The Dark Tower: Treachery
Wednesday, January 26th, 2011Dark Tower: Treachery
by various people including Peter David, Robin Furth, Jae Lee, and Richard Isanove. Stephen King probably had something to do with it too.
Marvel Books, April 2009
144 Pages
I’ve been on a comic kick lately. Finally catching up on all the Dark Tower comics I’ve purchased over the past year or so. Each one is better than the last which sucks because I have yet to purchase volume five which ends the first series.
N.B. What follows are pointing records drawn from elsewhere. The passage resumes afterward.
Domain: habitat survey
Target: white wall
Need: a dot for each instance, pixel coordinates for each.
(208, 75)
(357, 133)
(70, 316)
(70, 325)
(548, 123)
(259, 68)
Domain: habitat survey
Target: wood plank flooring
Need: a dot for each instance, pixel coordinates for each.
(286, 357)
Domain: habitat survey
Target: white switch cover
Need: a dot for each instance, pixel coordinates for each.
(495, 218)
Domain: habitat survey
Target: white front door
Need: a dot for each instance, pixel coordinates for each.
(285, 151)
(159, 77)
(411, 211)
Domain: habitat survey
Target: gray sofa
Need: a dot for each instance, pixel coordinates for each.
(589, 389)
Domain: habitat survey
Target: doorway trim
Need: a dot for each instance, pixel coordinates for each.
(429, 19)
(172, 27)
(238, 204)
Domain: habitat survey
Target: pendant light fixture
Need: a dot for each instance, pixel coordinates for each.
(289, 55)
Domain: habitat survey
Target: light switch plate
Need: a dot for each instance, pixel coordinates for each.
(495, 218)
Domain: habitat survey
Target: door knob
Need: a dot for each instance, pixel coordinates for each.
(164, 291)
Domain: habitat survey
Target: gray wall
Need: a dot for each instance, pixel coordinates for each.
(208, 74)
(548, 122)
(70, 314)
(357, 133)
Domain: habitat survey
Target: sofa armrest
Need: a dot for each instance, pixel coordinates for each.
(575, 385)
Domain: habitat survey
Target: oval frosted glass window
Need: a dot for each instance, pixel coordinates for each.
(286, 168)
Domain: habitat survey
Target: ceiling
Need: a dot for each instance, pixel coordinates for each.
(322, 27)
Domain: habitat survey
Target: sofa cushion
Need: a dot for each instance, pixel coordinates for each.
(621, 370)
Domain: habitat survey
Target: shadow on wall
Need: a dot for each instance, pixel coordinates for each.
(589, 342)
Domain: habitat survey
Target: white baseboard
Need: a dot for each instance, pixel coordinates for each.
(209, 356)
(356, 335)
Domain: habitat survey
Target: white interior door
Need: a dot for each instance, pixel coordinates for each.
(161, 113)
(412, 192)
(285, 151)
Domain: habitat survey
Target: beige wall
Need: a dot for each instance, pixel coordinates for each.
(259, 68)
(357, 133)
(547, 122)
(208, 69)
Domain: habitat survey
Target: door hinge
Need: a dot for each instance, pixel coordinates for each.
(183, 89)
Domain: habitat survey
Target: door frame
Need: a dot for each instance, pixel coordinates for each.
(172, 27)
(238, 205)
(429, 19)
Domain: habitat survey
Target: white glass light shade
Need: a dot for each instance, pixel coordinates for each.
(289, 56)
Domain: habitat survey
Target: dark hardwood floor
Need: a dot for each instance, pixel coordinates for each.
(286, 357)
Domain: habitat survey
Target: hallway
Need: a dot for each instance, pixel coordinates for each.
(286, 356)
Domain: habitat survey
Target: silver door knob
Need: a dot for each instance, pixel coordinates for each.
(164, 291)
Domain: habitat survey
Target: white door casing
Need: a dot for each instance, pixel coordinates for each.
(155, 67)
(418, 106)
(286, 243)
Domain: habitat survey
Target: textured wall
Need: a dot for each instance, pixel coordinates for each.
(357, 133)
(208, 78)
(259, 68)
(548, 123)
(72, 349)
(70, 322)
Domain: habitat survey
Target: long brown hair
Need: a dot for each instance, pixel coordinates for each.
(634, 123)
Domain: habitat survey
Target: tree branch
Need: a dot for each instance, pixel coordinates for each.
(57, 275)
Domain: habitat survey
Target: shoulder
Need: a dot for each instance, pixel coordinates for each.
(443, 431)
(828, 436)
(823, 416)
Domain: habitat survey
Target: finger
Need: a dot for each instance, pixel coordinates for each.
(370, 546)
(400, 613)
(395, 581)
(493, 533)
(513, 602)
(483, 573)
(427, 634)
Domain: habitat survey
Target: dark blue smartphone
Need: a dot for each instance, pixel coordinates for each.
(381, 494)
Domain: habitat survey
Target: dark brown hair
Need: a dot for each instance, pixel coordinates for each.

Anyway, Treachery is volume three and it starts with Roland, Alain, and Cuthbert returning to Gilead. Roland’s encounter with Maerlyn’s Grapefruit has taken it’s toll on him. While his mind is no longer trapped inside it, he still obsesses over it to the point where his friends start to worry about it. For most of this volume Roland doesn’t do much but sleep in his read and play around with the Grapefruit. He stays in the background of the story and lets Alain and Cuthbert take the stage as they are forced to deal with the impending ceremony where they will be given the title of Gunslingers.
A new character introduced in this volume, who will probably play an important role, is Aileen. She is the niece of Cort, the guy who trains the boys in the ways of a Gunslinger. At heart, Aileen is a tomboy who wants to become a Gunslinger but because she is a girl, she can’t. I think so far she is an interesting character with lots of potential. No doubt she will become a regular in this story even if we know she wont stick around forever because there’s no mention of her in the books.
As the title stands, the overall theme of this volume is treachery. There are traitors hidden throughout Gilead working towards bring about the fall of Gilead, which is ironically the title of the forth volume, The Fall of Gilead. Spoiler alert? Nah, if you’ve read the books you knew it was going to happen.
The last few pages of this volume are perhaps the best as everybody starts to realize just how much trouble they are in and how they’re being manipulated. Roland, being tricked by the Grapefruit, ends up shooting his adulterous mother and serves as the cliffhanger that ends this volume.